Commençons par le truc absurde : quand trois Superfortress passent à haute alti­tude sur Nagasaki le 9 août 45, ça ne déclenche aucune alerte, les bom­bar­de­ments étant nor­ma­le­ment effec­tués par des « blocs » de dizaines d’appareils : ils sont pris pour un vol de recon­nais­sance. Et puis, à cette alti­tude, des appa­reils de cette taille sont à peine visibles du sol, moins qu’un avion de ligne de nos jours : je veux bien croire qu’un mutant les voie, mais que toute la popu­la­tion se mette à cou­rir, non. Et je ne parle pas de regar­der le flash puis de fuir quand l’onde de choc arrive : sur une bombe A, c’est le flash ther­mique qui est le truc le plus dan­ge­reux, et il arrive en même temps que l’éclair lumi­neux — quand le souffle se pointe, tout est déjà grillé depuis long­temps.

Bref, la séquence d’introduction est pro­pre­ment ridi­cule sur un plan his­to­rique.

C’est dom­mage parce que pour le reste, ce Wolverine est lar­ge­ment meilleur que le pré­cé­dent, et pour­rait bien d’ailleurs être mon pré­fé­ré par­mi les films tirés de X-men. Confronter Logan à la mort, alors qu’il la sou­haite depuis long­temps (depuis, ouh là, au moins la guerre de Sécession), à sa nature de sol­dat, à ses ins­tincts de pré­da­teur et aux fan­tômes qui le hantent, ça fai­sait long­temps qu’on sur­vo­lait le sujet ; nous voi­là enfin dedans. La méta­phore du rōnin, samu­rai sans maître ou guer­rier sans but, est au cœur du récit, oppor­tu­né­ment dépla­cé au Japon.

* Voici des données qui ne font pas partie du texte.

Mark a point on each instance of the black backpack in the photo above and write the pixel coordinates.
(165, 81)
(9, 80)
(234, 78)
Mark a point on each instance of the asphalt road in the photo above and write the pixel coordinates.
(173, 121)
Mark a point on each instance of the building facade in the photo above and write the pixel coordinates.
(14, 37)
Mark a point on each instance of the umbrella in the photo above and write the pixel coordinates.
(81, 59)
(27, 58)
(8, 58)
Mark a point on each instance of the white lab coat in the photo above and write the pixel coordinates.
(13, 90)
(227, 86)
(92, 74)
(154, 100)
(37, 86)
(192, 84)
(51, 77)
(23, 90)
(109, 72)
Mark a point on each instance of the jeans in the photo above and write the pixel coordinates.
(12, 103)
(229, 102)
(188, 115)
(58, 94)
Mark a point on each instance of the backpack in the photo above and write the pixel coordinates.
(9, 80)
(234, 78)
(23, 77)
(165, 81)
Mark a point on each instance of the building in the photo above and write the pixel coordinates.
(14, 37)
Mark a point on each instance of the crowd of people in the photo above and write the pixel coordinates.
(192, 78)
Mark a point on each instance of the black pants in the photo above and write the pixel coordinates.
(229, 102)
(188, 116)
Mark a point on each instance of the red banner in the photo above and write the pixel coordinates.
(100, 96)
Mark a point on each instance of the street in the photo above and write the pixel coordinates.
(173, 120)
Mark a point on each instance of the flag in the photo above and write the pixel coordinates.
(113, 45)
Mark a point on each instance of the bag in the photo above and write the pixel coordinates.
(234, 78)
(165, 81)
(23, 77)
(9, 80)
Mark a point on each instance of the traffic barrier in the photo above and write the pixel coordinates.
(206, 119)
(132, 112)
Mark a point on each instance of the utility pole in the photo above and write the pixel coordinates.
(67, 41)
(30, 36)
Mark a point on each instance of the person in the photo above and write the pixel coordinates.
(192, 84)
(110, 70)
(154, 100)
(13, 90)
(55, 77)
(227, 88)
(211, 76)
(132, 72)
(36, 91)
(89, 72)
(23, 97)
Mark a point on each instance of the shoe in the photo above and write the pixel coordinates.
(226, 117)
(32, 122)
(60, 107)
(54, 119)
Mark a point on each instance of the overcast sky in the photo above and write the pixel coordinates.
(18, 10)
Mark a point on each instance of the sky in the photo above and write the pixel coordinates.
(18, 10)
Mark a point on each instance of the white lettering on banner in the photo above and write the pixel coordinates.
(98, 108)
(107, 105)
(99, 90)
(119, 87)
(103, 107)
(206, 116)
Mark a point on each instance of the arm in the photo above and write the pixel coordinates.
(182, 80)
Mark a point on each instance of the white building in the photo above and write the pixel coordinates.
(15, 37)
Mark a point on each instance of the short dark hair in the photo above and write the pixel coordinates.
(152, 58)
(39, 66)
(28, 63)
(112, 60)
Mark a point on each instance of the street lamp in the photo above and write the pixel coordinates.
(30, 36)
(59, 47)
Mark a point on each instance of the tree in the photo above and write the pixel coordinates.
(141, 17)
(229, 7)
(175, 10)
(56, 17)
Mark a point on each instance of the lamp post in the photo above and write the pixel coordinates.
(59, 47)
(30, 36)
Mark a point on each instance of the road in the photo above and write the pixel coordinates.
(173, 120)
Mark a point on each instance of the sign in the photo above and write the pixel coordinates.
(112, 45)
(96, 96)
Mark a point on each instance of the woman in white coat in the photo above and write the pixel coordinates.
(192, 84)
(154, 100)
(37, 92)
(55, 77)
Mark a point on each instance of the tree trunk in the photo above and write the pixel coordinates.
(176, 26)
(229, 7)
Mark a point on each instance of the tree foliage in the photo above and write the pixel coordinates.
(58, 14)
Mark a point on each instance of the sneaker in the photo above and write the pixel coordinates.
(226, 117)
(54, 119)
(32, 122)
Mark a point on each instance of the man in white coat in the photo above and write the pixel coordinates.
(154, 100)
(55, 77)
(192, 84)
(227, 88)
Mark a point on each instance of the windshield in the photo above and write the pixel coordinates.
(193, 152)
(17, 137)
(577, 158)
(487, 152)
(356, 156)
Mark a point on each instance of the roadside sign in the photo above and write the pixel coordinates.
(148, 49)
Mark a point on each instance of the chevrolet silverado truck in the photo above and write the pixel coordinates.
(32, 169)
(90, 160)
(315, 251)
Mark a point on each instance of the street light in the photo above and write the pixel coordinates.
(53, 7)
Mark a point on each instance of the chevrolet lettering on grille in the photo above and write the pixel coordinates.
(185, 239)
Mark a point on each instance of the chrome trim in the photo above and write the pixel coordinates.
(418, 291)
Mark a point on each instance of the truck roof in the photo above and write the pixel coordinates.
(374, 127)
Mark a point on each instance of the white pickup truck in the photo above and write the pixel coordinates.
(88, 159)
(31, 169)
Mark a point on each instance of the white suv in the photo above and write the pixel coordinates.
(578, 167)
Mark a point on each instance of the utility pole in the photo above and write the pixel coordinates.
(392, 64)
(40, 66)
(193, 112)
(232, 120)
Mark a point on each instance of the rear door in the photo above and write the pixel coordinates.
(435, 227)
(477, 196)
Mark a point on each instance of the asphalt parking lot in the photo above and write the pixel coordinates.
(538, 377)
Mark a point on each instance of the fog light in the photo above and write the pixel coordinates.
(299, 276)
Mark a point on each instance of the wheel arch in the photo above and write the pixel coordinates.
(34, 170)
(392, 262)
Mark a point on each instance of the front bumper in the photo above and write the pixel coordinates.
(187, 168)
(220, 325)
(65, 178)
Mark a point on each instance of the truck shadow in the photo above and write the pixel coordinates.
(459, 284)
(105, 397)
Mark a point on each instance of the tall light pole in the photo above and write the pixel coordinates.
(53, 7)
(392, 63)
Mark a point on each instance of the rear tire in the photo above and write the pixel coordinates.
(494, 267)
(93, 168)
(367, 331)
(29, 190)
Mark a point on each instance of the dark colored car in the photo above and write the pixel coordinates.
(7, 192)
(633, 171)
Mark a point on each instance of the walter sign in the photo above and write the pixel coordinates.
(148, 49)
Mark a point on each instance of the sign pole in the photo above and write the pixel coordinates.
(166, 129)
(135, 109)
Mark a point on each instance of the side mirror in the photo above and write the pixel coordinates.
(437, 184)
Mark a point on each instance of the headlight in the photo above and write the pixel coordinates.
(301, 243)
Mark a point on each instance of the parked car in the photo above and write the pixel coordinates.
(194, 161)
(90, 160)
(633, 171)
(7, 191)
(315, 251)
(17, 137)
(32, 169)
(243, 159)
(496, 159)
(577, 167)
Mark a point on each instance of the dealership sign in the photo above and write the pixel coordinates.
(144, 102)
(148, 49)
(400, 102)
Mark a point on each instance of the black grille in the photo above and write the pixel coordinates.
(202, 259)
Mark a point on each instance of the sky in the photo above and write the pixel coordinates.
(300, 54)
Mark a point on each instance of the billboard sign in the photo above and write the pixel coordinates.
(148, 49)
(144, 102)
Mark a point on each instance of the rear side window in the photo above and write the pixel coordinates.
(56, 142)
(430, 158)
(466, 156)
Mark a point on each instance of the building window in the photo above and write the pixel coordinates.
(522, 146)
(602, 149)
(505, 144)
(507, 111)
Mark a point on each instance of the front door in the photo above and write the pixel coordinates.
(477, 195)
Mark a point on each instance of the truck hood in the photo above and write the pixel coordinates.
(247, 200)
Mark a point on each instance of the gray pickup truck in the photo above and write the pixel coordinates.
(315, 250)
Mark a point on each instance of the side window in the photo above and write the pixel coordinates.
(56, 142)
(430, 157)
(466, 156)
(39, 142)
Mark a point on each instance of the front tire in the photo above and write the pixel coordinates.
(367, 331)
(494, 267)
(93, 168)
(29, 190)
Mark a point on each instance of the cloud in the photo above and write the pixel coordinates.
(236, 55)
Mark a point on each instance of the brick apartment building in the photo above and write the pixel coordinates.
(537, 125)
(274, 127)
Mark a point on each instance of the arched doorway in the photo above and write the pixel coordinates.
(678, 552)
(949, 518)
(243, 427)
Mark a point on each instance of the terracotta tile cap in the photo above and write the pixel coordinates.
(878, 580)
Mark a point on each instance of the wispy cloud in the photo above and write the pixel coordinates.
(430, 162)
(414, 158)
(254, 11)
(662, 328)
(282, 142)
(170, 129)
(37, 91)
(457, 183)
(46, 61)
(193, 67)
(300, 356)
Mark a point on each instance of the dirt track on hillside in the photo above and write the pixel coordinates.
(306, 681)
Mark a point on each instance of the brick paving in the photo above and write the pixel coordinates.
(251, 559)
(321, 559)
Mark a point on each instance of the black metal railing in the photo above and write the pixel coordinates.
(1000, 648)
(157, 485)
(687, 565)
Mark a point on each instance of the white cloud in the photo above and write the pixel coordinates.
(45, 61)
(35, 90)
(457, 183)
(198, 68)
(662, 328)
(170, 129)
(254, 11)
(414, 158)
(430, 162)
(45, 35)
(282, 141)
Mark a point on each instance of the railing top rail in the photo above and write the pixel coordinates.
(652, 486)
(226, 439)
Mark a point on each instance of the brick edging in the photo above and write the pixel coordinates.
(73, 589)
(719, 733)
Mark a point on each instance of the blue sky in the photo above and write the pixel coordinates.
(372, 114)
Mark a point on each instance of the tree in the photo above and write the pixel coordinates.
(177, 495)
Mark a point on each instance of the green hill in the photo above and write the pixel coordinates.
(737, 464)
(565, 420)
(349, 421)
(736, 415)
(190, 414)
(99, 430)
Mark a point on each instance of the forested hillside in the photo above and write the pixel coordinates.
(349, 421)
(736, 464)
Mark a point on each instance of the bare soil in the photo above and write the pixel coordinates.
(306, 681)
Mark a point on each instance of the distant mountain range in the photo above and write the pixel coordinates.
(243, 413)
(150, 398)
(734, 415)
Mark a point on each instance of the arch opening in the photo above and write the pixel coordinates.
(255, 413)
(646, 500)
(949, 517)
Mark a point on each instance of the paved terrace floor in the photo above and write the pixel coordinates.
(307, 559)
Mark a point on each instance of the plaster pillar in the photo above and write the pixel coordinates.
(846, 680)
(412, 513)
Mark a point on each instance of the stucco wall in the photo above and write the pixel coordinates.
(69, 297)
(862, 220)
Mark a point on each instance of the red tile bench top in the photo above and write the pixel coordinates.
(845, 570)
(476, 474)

Bien sûr, les scènes d’action sont là, spec­ta­cu­laires ; mais elles ne sont ni trop longues ni trop mono­tones, et l’on sent que le réa­li­sa­teur a cher­ché à ne pas en faire trop. C’est donc « presque » sobre, enfin, par rap­port à la ten­dance actuelle à tou­jours en mettre plein les yeux dans chaque scène ani­mée.

Un petit bémol quand même pour la conver­sion 3D, plu­tôt réus­sie dans l’ensemble mais qui souffre par­fois de pers­pec­tives peu natu­relles et d’effet « théâtre de papier ».

Dans l’ensemble, ce Wolverine est donc lar­ge­ment regar­dable et si on aime le genre, on peut même le trou­ver pro­pre­ment excellent.